On Fri, Apr 19, 2019 at 4:20 PM Christian Brauner christian@brauner.io wrote:
On Sat, Apr 20, 2019 at 1:11 AM Linus Torvalds torvalds@linux-foundation.org wrote:
It's also worth noting that POLLERR/POLLHUP/POLLNVAL cannot be masked for "poll()". Even if you only ask for POLLIN/POLLOUT, you will always get POLLERR/POLLHUP notification. That is again historical behavior, and it's kind of a "you can't poll a hung up fd". But it once again means that you should consider POLLHUP to be something *exceptional* and final, where no further or other state changes can happen or are relevant.
Which kind of makes sense for process exit. So the historical behavior here is in our favor and having POLLIN | POLLHUP rather fitting. It just seems right that POLLHUP indicates "there can be no more state transitions".
Note that that is *not* true of process exit.
The final state transition isn't "exit", it is actually "process has been reaped". That's the point where data no longer exists.

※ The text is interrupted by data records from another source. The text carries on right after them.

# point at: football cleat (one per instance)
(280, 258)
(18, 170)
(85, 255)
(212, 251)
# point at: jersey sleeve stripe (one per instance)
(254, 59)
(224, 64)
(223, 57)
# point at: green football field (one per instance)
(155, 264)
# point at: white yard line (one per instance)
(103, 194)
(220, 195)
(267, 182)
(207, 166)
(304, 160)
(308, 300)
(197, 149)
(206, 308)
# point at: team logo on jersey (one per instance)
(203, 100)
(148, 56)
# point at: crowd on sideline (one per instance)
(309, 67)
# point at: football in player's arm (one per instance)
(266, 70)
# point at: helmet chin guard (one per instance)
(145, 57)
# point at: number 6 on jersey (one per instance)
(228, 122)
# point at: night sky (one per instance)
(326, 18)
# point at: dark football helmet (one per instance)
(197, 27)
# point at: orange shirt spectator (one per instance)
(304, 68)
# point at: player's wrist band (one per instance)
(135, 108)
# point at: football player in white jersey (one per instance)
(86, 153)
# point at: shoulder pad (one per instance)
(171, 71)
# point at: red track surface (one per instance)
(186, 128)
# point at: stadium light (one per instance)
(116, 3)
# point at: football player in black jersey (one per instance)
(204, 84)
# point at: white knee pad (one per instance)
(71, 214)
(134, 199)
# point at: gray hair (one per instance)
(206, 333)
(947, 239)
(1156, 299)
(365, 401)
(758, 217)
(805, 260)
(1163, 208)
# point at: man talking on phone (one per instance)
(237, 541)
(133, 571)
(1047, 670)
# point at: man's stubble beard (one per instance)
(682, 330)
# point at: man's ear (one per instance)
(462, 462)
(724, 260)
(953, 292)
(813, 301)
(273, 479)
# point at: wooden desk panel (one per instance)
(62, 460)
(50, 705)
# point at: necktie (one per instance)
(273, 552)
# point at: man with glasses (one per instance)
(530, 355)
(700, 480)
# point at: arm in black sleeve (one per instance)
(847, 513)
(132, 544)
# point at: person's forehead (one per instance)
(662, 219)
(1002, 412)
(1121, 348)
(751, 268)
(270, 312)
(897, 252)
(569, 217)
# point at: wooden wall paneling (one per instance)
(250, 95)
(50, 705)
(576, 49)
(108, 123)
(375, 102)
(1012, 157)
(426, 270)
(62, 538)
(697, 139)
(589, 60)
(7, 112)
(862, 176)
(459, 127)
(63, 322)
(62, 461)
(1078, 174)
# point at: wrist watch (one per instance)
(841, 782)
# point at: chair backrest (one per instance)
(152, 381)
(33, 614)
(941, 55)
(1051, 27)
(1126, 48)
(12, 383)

Arguably "exit()" just means "pidfd is now readable - you can read the status". That sounds very much like a normal POLLIN condition to me, since the whole *point* of read() on pidfd is presumably to read the status.
Now, if you want to have other state transitions (ie read execve/fork/whatever state details), then you could say that _those_ state transitions are just POLLIN, but that the exit state transition is POLLIN | POLLHUP. But logically to me it still smells like the process being reaped should be POLLHUP.
You could also say that the execve/fork/whatever state is out of band data, and use EPOLLRDBAND for it.
But in fact EPOLLPRI might be better for that, because that works well with select() (ei if you want to select for execve/fork, you use the "ex" bitmask).
That said, if FreeBSD already has something like this, and people actually have code that uses it, there's also simply a strong argument for "don't be needlessly different".
Linus